Jesus walking on the waves was real …

But their eyes, their fear, rewrote reality so they could not see Him. They didn’t see hope coming to join them in the storm. Their scarred, scared view of reality transformed what was real into what was not.
They saw a ghost. Not God. Their expectations altered all they saw. Into a lie.

Liz Campbell, The Long Walk:

WE FEEL TO SEE, AND SO OFTEN FAIL TO SEE. CLEARLY.


What do we do about ‘little faith’ and doubt?
But Peter got distracted. He focussed on the realities associated with the storm instead of the reality of Jesus’ power and presence. His little amount of faith was a faith that panicked when faced with a crisis.

Doubts are those moments of practical hesitation – when we see the external realities and not the reality of Jesus with us.
Peter took his eyes off Jesus, but Jesus never took his eyes off Peter. He kept coming to him; kept closing the distance between them so he could save him.

Jesus never takes his eyes off us either. He is always right there with us, no matter where we are and what we are experiencing. As with Peter, when we ask Jesus to sustain us, he IMMEDIATELY reaches out his hand to lift us up.
Being a follower of Jesus involves just one strategy: Keep your eyes on him. Then walk. Only ever in that order.
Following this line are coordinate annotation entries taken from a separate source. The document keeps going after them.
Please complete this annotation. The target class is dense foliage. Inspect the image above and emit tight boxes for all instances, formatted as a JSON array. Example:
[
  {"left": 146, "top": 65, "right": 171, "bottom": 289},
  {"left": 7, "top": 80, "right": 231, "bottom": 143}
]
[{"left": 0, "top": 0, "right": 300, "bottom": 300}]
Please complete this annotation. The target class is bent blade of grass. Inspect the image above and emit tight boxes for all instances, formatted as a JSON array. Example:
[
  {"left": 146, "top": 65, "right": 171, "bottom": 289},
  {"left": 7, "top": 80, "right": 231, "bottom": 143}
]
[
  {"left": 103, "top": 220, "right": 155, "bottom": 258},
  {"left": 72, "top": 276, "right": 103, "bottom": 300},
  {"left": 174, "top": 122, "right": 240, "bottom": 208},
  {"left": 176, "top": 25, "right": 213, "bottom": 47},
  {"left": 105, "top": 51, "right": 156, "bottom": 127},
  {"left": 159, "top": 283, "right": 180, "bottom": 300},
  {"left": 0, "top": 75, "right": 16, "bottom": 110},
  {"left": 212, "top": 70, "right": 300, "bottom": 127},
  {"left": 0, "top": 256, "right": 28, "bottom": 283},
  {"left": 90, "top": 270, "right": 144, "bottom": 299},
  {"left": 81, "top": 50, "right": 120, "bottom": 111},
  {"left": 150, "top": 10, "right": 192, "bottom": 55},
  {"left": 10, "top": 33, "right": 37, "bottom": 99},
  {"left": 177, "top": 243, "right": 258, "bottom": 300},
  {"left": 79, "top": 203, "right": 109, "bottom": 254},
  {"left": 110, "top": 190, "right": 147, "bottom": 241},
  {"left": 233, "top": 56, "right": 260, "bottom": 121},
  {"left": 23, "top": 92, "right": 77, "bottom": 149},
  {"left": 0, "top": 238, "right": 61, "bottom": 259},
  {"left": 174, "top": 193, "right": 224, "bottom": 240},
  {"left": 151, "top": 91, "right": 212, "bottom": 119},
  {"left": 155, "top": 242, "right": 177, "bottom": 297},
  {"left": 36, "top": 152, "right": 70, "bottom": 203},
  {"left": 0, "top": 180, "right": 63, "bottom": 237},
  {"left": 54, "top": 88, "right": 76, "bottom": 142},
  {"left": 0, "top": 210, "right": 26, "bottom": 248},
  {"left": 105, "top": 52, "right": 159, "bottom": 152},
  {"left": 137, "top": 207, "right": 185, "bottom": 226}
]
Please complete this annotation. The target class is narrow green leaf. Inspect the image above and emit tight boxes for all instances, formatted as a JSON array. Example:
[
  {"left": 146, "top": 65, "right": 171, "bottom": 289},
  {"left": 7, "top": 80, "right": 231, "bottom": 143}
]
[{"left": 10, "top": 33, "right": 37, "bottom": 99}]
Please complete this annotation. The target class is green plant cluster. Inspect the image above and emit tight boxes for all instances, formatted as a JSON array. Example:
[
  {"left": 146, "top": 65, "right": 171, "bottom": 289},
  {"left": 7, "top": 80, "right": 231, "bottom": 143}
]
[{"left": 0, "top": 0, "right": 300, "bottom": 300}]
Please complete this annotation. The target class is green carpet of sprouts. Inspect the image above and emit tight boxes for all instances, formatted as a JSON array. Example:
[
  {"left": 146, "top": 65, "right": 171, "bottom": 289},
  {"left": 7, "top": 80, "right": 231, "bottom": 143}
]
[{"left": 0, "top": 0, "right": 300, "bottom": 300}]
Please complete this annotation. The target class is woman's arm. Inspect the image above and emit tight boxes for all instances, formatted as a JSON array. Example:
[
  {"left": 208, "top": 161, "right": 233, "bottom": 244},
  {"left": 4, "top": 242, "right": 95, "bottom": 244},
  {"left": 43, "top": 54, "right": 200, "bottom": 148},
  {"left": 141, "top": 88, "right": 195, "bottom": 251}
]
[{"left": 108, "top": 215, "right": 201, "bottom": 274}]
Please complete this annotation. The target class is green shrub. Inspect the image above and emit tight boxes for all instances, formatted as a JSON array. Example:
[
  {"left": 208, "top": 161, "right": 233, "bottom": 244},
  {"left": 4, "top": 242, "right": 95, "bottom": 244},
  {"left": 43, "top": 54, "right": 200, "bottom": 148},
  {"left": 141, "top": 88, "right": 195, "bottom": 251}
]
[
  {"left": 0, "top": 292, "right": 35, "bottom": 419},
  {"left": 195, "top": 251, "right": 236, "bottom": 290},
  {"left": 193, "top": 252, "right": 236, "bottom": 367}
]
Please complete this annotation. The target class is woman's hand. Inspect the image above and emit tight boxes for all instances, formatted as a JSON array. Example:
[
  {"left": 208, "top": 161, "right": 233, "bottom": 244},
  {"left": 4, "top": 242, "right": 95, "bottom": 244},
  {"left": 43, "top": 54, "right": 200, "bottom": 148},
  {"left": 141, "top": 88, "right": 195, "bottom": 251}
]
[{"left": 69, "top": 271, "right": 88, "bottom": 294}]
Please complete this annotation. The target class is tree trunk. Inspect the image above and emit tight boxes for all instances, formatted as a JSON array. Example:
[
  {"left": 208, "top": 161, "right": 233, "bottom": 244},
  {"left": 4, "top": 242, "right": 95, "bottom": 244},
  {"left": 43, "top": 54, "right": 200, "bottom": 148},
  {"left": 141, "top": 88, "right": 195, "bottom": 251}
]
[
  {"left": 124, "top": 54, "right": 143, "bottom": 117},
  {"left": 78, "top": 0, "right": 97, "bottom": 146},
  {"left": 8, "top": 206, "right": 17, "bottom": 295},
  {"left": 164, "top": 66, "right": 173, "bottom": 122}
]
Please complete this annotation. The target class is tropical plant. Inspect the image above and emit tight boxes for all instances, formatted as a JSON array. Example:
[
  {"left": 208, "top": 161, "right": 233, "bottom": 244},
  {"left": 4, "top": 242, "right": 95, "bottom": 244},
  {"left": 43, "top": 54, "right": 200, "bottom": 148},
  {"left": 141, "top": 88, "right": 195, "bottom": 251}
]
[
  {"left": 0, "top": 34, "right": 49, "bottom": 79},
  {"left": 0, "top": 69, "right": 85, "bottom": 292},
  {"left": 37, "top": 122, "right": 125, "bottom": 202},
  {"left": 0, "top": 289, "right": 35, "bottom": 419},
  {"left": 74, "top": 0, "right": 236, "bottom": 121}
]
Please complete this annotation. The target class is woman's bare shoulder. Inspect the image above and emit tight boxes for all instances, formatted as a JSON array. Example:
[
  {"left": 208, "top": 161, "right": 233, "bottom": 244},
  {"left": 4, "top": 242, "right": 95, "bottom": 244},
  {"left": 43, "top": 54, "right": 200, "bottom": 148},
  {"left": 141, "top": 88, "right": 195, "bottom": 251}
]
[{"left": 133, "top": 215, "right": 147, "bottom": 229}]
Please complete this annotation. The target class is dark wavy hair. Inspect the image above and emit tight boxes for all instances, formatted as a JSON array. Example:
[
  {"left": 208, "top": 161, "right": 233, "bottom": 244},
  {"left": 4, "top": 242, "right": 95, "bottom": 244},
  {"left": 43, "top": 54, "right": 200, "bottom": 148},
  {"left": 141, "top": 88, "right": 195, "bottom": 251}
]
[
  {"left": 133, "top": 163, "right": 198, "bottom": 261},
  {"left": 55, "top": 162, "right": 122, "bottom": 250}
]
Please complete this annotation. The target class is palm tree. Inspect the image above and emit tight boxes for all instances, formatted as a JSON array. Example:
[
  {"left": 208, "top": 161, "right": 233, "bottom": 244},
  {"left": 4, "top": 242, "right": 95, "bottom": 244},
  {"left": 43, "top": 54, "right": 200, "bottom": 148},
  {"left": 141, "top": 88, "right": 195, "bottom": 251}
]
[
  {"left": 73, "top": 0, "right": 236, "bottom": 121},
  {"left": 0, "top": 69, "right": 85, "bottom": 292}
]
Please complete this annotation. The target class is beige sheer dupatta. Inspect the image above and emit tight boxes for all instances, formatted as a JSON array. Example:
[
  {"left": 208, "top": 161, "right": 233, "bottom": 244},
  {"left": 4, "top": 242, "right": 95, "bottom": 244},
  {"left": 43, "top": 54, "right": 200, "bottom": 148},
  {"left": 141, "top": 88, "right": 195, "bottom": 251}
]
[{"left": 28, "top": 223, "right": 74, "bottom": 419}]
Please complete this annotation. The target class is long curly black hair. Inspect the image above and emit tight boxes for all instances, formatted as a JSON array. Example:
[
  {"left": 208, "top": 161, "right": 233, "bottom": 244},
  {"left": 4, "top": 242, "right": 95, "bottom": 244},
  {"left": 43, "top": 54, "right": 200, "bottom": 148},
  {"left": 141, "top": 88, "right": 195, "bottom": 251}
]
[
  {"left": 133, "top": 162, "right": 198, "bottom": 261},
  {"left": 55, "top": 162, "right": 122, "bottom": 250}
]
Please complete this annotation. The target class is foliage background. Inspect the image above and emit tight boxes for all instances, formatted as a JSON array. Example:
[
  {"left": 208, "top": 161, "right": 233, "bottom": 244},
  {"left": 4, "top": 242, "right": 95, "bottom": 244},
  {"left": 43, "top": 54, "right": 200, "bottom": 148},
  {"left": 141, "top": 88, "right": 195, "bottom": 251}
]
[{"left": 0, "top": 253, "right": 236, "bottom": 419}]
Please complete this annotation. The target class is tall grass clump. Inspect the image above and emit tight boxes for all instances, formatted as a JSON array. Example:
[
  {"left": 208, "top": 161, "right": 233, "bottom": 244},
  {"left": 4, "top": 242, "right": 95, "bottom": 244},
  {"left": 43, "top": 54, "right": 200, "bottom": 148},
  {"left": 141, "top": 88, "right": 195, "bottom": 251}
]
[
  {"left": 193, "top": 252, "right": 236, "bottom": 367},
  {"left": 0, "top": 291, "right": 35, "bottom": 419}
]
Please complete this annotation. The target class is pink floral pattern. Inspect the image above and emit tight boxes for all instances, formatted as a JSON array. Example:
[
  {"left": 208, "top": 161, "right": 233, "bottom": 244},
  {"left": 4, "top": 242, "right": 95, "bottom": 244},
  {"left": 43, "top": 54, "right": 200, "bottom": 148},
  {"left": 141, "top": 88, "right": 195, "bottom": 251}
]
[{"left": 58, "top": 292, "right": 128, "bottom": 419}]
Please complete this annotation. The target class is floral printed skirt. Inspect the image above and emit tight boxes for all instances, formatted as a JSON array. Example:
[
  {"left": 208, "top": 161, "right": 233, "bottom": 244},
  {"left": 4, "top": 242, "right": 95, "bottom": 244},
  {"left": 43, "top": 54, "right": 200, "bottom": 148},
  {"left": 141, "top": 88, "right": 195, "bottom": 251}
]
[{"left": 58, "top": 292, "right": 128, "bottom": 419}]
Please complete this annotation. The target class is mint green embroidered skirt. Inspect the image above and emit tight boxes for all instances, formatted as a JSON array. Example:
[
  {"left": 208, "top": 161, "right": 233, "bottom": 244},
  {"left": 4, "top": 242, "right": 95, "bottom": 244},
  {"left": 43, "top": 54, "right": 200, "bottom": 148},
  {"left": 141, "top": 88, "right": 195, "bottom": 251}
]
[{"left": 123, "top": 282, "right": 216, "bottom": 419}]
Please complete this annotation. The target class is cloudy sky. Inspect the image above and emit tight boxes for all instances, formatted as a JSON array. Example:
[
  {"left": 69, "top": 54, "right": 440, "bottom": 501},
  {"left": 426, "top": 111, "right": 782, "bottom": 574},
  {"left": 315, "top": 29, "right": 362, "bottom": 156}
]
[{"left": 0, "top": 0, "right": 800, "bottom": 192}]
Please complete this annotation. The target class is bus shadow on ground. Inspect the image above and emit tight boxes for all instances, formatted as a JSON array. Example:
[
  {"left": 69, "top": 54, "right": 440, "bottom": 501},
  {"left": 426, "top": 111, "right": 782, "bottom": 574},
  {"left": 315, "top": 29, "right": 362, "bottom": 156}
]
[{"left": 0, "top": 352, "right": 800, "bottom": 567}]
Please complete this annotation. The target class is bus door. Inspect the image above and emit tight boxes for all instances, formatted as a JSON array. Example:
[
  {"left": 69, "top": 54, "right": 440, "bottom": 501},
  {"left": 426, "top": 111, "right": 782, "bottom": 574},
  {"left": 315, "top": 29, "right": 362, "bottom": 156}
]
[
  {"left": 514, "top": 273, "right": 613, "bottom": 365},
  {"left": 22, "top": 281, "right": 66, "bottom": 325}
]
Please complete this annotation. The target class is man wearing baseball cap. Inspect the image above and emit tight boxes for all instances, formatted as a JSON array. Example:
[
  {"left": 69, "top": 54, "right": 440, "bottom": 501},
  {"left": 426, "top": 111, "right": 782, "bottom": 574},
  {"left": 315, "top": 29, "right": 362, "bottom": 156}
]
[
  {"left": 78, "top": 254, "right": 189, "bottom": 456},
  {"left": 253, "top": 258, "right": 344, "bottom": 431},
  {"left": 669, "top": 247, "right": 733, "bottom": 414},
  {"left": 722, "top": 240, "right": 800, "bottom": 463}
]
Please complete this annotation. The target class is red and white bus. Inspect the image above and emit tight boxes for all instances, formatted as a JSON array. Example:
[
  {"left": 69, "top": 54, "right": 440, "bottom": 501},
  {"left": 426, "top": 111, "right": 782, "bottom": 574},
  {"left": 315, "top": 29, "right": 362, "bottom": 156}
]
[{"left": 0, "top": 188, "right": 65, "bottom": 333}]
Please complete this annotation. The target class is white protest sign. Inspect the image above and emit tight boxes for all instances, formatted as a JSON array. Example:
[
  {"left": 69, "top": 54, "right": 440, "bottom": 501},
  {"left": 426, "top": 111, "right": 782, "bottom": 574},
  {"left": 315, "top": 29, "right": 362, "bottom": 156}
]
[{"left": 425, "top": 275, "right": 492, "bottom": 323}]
Liz Campbell, The Long Walk:
“Faith is seeing God’s presence with us in our storm. Faith is seeing, despite the storm, God at work in the circumstances around us. Faith isseeing that there is a bigger story at work than our human eyes can see.”

God is real. Jesus is present. We are not alone. He is with us.

Where are your eyes? What do you see?
Small Group Questions:

1) Talk about some of the crisis' you have had in your life and how you coped.

2) How has prayer helped you in moments of crisis?

3) How often do you and me, like the disciples, find ourselves battling to keep going with the tasks God’s given us to do?

4) How do you feel about the idea that "If we’re honest, we often reinterpret what we experience and how we understand what is real and not real?"

5) Talk about the idea that "Being a follower of Jesus involves just one strategy: Keep your eyes on him. Then walk. Only ever in that order." How has that worked in your experience?